The takeaway here is that the MERGE of longer patterns should generally be avoided. If parts of the pattern exist but not the entire pattern, you will likely see duplicates, so consider breaking down the MERGE of larger patterns into separate MERGEs on smaller patterns.

Use ON MERGE and ON CREATE after MERGE to SET properties according to MERGE behavior

Often after a MERGE we need to SET properties on elements of the pattern, but we may want to conditionally set these properties depending on if MERGE matched to an existing pattern, or had to create it. For example, if we have default property values we want to set on creation.

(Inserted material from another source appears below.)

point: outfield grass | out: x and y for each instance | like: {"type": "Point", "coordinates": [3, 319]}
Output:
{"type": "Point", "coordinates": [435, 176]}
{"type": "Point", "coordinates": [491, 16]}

The ON MERGE and ON CREATE clauses give us the control we need. This also makes it possible to re-run queries and ensure we aren’t overriding existing properties with defaults.

Here’s an example when setting student report cards and grades, assuming {grades} is a map parameter of grades we want to set when creating a new :ReportCard node.

MATCH (student:Student{id:123})
MERGE (student)-[:EARNED]->(reportCard:ReportCard{term:'Spring2017'})
ON CREATE SET reportCard += {grades}

MERGE acquires locks on nodes and relationships in the pattern when resulting in pattern creation

When MERGE fails to find an existing pattern, it will acquire locks on all bound nodes and relationships in the pattern before creating the missing elements of the pattern.

This is to ensure a MERGE or CREATE can’t concurrently create the pattern (or alter the properties of an existing pattern to make it identical to the desired pattern) while the MERGE is executing, which would cause pattern duplication.

After locking on bound elements, MERGE performs another MATCH on the pattern to avoid race conditions where the pattern might get created in the time gap between when MERGE determined the pattern doesn’t exist, and when locks were acquired.

MERGE on a single node pattern may create duplicates unless there is a unique constraint

When performing MERGE on a single-node pattern when the node does not yet exist (and there is no unique constraint), there is nothing to lock on to avoid race conditions, so concurrent transactions may result in duplicate nodes.

For example:

MERGE (student:Student{id:123})

If there is no unique constraint, then concurrent executions of this query (or any other query that may be doing a MERGE or CREATE involving a :Student node with this id) may result in multiple nodes for the same student.

By adding a unique constraint on :Student(id), schema locks will ensure that the student nodes are unique, and no duplicates will occur.

MERGE on a larger pattern not using bound nodes may also create duplicates

In the above case of a single node (when the node doesn’t yet exist), we don’t have any bound nodes to use for locking. Similarly, if the MERGE is on a pattern larger than a single node, where the entire pattern doesn’t exist, and no bound nodes are used in the pattern, there is nothing to lock on to avoid race conditions, so it faces the same risk of duplication with concurrent writes.

MERGE (class:Class{name:'Cypher101'})-[:FOR_TERM]->(spring:Term{name:'Spring2017'})

Note for Neo4j < 3.0.9 for 3.0.x versions, and < 3.1.2 for 3.1.x versions

A bug in the cost planner for affected versions prevented double-checked locking on MERGE. This allowed race conditions which could result in duplicate patterns being created by concurrent MERGE operations, or other write operation which caused the previously non-existent pattern to exist.

We recommend upgrading to a version which includes this bug fix.